Author(s): Scharnagl H, Petersen G, Nauck M, Teichmann AT, Wieland H, Marz W

Affiliation(s): Clinical Institute of Medical and Chemical Laboratory Diagnostics, University and General Hospital Graz, Auenbrugger Platz 15, A-8036 Graz, Austria. hubert.scharnagl@klinikum-graz.at

Publication date & source: 2004-02, Contraception., 69(2):105-13.

Publication type: Clinical Trial; Randomized Controlled Trial

The effects of two monophasic oral contraceptives containing ethinylestradiol 20 microg in combination with levonorgestrel 100 microg (EE20/LNG100) or 30 microg and 150 microg (EE30/LNG150), respectively, on lipoprotein metabolism was investigated in a double-blind, randomized study of 12 treatment cycles in healthy female volunteers. Total triglycerides (+32% to +46%, p < 0.05 in comparison to baseline) increased significantly. Triglycerides were highest after six cycles of treatment, decreasing thereafter. Total cholesterol (+1% to +7%), apolipoprotein (apo) B (+21% to +29%) and low-density lipoprotein (LDL) cholesterol (+7% to +17%) increased slightly. High-density lipoprotein (HDL) cholesterol decreased slightly (-11% and -5%), HDL triglycerides increased (+16% and +26%). Apo AI did not change during the study, suggesting that the molar concentration of HDL particles did not change. Apo E (-23% to -14%) decreased, and there was a transitory decrease of lipoprotein (a).
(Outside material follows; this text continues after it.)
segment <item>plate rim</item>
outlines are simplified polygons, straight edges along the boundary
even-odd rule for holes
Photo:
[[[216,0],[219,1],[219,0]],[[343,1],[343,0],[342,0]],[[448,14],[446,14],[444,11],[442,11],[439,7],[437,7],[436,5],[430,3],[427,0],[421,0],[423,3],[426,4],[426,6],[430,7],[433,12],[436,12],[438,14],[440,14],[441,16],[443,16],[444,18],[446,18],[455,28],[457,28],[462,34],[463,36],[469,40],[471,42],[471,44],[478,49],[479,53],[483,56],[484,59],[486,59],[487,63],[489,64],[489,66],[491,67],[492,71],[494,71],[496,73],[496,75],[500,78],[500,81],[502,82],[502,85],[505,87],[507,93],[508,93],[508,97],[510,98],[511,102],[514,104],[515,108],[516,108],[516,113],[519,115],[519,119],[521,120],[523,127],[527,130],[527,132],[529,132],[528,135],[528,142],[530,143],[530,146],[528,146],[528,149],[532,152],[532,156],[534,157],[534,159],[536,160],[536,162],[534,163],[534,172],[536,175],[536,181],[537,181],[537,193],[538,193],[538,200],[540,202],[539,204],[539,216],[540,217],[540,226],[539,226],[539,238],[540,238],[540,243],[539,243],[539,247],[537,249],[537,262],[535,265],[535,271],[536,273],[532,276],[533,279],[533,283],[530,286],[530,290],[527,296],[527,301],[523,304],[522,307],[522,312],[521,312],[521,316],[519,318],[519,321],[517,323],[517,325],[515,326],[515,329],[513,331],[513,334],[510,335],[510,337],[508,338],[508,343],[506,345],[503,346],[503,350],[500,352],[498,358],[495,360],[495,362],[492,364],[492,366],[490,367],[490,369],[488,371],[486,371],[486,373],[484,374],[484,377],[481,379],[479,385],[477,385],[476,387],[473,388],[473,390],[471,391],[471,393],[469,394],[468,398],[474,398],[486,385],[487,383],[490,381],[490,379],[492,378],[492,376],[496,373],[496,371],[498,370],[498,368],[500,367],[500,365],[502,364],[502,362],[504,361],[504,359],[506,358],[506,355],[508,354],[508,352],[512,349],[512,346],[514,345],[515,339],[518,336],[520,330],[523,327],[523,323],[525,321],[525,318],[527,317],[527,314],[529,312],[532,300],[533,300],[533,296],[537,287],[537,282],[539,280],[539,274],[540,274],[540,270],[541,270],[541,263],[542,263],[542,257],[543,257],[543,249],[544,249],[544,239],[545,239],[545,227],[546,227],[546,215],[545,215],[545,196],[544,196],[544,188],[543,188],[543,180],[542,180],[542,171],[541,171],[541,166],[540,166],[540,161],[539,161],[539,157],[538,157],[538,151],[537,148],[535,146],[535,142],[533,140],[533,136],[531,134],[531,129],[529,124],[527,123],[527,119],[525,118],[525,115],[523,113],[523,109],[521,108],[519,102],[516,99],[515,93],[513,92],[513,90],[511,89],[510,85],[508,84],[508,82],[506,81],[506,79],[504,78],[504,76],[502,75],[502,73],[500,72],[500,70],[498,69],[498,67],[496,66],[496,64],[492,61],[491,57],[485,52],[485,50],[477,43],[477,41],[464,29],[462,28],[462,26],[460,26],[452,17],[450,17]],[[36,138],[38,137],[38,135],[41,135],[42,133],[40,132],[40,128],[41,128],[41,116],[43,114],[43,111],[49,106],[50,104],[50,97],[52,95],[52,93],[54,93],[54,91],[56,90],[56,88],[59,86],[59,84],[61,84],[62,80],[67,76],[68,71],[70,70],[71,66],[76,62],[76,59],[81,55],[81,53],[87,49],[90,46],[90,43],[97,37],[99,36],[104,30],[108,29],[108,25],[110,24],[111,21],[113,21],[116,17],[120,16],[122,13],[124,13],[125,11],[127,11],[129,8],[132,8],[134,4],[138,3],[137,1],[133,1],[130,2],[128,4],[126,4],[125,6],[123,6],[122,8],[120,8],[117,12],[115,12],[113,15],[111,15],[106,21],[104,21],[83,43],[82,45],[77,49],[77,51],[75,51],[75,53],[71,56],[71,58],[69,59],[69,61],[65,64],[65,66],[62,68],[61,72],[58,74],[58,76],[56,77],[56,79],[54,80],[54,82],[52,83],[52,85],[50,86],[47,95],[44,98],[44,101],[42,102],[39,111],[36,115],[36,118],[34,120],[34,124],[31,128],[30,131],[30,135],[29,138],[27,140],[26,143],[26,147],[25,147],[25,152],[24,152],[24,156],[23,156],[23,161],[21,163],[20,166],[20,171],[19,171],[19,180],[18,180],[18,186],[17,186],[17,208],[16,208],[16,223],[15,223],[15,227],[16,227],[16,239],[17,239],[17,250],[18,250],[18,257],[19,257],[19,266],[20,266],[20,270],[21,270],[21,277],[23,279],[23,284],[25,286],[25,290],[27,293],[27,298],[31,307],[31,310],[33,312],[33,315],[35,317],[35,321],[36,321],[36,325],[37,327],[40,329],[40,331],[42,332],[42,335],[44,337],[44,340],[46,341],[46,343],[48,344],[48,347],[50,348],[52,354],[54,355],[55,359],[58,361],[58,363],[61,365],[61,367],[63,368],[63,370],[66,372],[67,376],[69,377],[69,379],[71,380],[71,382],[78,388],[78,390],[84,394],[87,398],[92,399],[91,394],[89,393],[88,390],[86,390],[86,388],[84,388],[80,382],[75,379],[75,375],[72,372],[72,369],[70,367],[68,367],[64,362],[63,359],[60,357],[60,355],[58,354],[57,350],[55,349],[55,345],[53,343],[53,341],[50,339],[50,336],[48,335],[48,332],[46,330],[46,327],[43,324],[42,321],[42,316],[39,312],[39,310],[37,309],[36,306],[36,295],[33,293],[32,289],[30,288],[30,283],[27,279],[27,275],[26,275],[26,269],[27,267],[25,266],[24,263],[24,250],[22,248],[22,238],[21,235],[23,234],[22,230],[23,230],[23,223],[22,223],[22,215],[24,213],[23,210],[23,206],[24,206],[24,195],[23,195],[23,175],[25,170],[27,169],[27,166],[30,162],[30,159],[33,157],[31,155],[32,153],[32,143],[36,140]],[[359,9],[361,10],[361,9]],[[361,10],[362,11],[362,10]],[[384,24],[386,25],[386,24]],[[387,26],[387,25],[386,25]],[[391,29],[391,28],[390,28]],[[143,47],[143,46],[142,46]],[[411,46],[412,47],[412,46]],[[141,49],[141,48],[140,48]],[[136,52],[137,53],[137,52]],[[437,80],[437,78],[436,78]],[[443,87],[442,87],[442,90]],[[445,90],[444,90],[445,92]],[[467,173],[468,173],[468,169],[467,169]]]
Essentially, there was no difference regarding the changes in lipoprotein metabolism between the two treatment groups. The effects of the two combinations of ethinylestradiol and levonorgestrel on triglyceride-rich lipoproteins appear less pronounced than those produced by preparations containing third-generation progestins. It is not likely that the changes in lipoprotein metabolism brought about by the two preparations will alter the risk of future cardiovascular disease in a clinically relevant fashion.